WipEout designer view
Ian Anderson, founder of The Designers Republic, says: "With WipEout we were already given a target market, so we were playing the consumerist game. But the fun part was that we had a choice of deliberately going for them, or deliberately trying to alienate them."
19. The city – Mirror's Edge
Dystopian cities are usually bleak, rain-soaked places, but Mirror's Edge is the exact opposite. The city, which is never named, is a gleaming urban paradise. Clean, bright, and safe. Or at least, that's what its brainwashed citizens think.
The game sees you playing as Faith, a courier and free-runner who's rebelling against the city's tyrannical rulers. The stark primary colours and hard lines of the city actually figure into the gameplay. As you dash across the rooftops, certain parts of the scenery are coloured and stand out from the cold whiteness of the city, letting you know you're able to use them to climb on. It's all about finding the perfect 'line' through the city's architecture.
While the textures are detailed and the city looks realistic, the vivid contrast of colours makes it feel more like a comic book. The designers at DICE took a common setting – a modern cityscape – and made it feel completely original through strong visual design.
Mirror's Edge designer view
Manuel Llines, producer on Mirror's Edge, says: "The art and gameplay came together a lot. We needed an environment that was easy to read, we needed a story that was believable. I think believability is the key word with this game. The city is contemporary: we had inspirations like Dubai and New York and Tokyo – all sorts of places. And yes it's a futuristic society but it's not Orwell, it's not 1984. It's a city where people are happy."
20. Sackboy – LittleBigPlanet
LBP is a game built around creativity.
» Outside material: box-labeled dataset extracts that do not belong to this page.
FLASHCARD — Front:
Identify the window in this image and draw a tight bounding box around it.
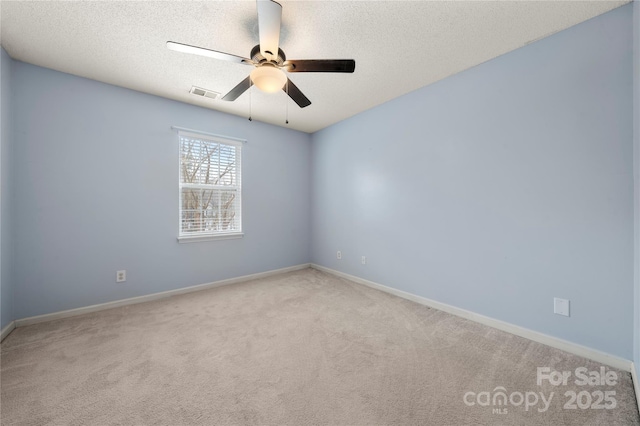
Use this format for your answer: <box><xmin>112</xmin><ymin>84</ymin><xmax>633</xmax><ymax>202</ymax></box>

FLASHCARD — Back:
<box><xmin>178</xmin><ymin>131</ymin><xmax>242</xmax><ymax>242</ymax></box>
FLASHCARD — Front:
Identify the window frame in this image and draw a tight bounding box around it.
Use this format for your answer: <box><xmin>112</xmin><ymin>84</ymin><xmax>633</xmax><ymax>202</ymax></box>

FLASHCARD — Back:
<box><xmin>174</xmin><ymin>127</ymin><xmax>246</xmax><ymax>243</ymax></box>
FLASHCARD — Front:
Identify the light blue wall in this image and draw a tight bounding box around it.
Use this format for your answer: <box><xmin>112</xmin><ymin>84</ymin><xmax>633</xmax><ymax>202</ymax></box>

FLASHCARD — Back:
<box><xmin>311</xmin><ymin>6</ymin><xmax>633</xmax><ymax>359</ymax></box>
<box><xmin>12</xmin><ymin>62</ymin><xmax>310</xmax><ymax>318</ymax></box>
<box><xmin>0</xmin><ymin>47</ymin><xmax>13</xmax><ymax>329</ymax></box>
<box><xmin>633</xmin><ymin>0</ymin><xmax>640</xmax><ymax>386</ymax></box>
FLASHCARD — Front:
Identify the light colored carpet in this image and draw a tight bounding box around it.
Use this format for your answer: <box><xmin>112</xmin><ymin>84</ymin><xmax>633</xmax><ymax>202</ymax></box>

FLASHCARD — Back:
<box><xmin>1</xmin><ymin>269</ymin><xmax>640</xmax><ymax>426</ymax></box>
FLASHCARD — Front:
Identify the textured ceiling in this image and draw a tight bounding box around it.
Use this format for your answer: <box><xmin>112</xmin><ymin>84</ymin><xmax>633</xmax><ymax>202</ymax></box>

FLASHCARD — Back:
<box><xmin>0</xmin><ymin>0</ymin><xmax>628</xmax><ymax>132</ymax></box>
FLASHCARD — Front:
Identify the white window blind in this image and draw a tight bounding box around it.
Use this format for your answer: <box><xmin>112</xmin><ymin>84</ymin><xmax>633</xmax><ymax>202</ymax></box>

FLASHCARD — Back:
<box><xmin>178</xmin><ymin>131</ymin><xmax>242</xmax><ymax>239</ymax></box>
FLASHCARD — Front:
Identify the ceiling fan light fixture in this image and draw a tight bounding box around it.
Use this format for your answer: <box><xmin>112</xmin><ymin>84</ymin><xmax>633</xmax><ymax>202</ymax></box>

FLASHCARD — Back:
<box><xmin>251</xmin><ymin>65</ymin><xmax>287</xmax><ymax>93</ymax></box>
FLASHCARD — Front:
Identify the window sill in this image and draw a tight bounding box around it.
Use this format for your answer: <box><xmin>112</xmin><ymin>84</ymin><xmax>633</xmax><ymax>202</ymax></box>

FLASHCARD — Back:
<box><xmin>178</xmin><ymin>232</ymin><xmax>244</xmax><ymax>244</ymax></box>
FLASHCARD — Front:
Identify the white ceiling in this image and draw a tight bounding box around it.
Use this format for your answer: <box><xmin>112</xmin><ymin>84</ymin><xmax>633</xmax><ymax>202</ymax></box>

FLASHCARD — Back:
<box><xmin>0</xmin><ymin>0</ymin><xmax>628</xmax><ymax>133</ymax></box>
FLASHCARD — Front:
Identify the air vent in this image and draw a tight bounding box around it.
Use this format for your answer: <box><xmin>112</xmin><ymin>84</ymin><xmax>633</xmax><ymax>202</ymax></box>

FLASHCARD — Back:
<box><xmin>189</xmin><ymin>86</ymin><xmax>220</xmax><ymax>99</ymax></box>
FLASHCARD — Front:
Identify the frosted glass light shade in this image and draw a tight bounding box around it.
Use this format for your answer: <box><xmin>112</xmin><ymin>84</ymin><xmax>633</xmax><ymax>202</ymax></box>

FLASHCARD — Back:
<box><xmin>251</xmin><ymin>65</ymin><xmax>287</xmax><ymax>93</ymax></box>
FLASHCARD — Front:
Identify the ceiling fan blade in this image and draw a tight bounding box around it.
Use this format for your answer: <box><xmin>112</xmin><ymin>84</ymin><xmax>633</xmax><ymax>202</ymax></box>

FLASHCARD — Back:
<box><xmin>222</xmin><ymin>77</ymin><xmax>251</xmax><ymax>101</ymax></box>
<box><xmin>282</xmin><ymin>79</ymin><xmax>311</xmax><ymax>108</ymax></box>
<box><xmin>256</xmin><ymin>0</ymin><xmax>282</xmax><ymax>61</ymax></box>
<box><xmin>283</xmin><ymin>59</ymin><xmax>356</xmax><ymax>73</ymax></box>
<box><xmin>167</xmin><ymin>41</ymin><xmax>254</xmax><ymax>65</ymax></box>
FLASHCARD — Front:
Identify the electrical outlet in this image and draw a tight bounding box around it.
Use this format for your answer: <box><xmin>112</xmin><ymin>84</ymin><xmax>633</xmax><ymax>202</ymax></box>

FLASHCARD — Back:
<box><xmin>553</xmin><ymin>297</ymin><xmax>569</xmax><ymax>317</ymax></box>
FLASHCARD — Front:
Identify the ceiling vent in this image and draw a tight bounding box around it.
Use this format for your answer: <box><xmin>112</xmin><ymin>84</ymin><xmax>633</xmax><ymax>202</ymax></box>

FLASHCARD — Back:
<box><xmin>189</xmin><ymin>86</ymin><xmax>220</xmax><ymax>99</ymax></box>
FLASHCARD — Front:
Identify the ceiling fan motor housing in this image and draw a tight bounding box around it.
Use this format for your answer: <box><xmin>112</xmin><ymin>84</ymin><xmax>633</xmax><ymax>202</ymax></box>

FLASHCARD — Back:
<box><xmin>250</xmin><ymin>44</ymin><xmax>287</xmax><ymax>67</ymax></box>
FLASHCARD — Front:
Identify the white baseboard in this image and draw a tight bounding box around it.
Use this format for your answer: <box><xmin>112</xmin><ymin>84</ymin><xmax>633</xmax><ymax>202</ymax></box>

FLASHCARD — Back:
<box><xmin>311</xmin><ymin>264</ymin><xmax>637</xmax><ymax>372</ymax></box>
<box><xmin>631</xmin><ymin>362</ymin><xmax>640</xmax><ymax>414</ymax></box>
<box><xmin>16</xmin><ymin>263</ymin><xmax>311</xmax><ymax>330</ymax></box>
<box><xmin>0</xmin><ymin>321</ymin><xmax>16</xmax><ymax>342</ymax></box>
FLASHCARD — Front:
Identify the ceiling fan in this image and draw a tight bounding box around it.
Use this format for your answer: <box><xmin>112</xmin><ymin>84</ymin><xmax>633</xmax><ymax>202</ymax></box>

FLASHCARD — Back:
<box><xmin>167</xmin><ymin>0</ymin><xmax>356</xmax><ymax>108</ymax></box>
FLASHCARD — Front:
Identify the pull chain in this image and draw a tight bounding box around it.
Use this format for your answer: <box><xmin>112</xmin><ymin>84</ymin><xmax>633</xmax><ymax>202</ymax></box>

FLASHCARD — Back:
<box><xmin>249</xmin><ymin>81</ymin><xmax>253</xmax><ymax>121</ymax></box>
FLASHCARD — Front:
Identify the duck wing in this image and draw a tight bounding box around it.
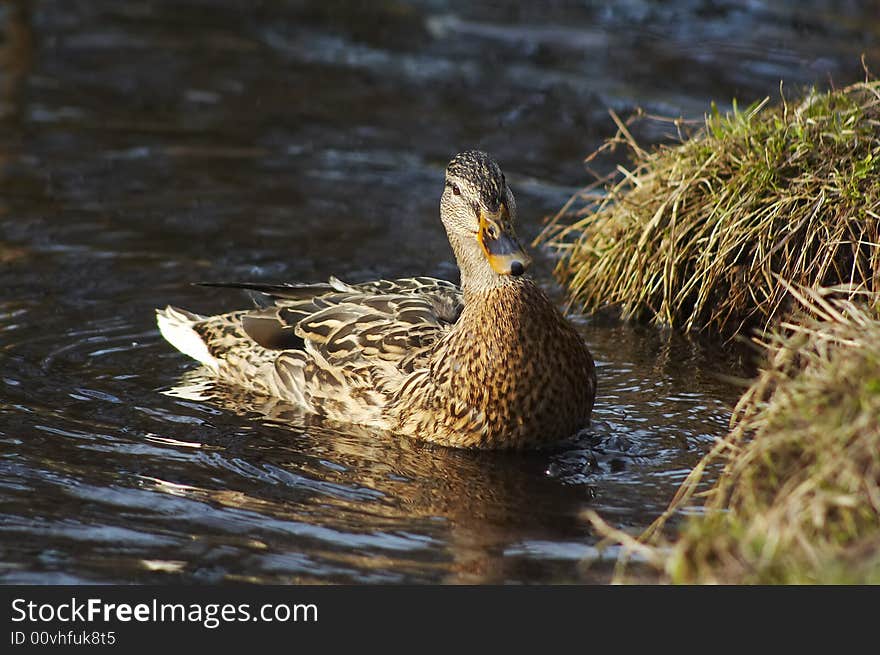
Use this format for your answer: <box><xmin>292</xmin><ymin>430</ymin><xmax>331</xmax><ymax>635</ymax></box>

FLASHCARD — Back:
<box><xmin>199</xmin><ymin>277</ymin><xmax>463</xmax><ymax>402</ymax></box>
Using an imaginative and complex toolkit, you can make anything from games and movies, to interactive art exhibits. To reflect this idea of freedom and creation, developers Media Molecule created a mascot that was, essentially, a blank slate. Sackboy is a canvas for the player's imagination.
When you start the game he's completely featureless; a smiling ball of burlap material with a chunky zipper running down his middle. But then you can go in stick things on him, dress him up, change his material, and generally make your mark. It's a good example of character design directly complementing gameplay.
LittleBigPlanet designer view
Kareem Ettouney, designer at Media Molecule, says: "We came up with a crazy concept. Maybe the place where you go to create stuff in the game is actually in yourself. Let's put this zip on Sackboy, and when he opens the zip, folds in on himself and goes and creates inside himself. Because creativity and ideas are all inside you!"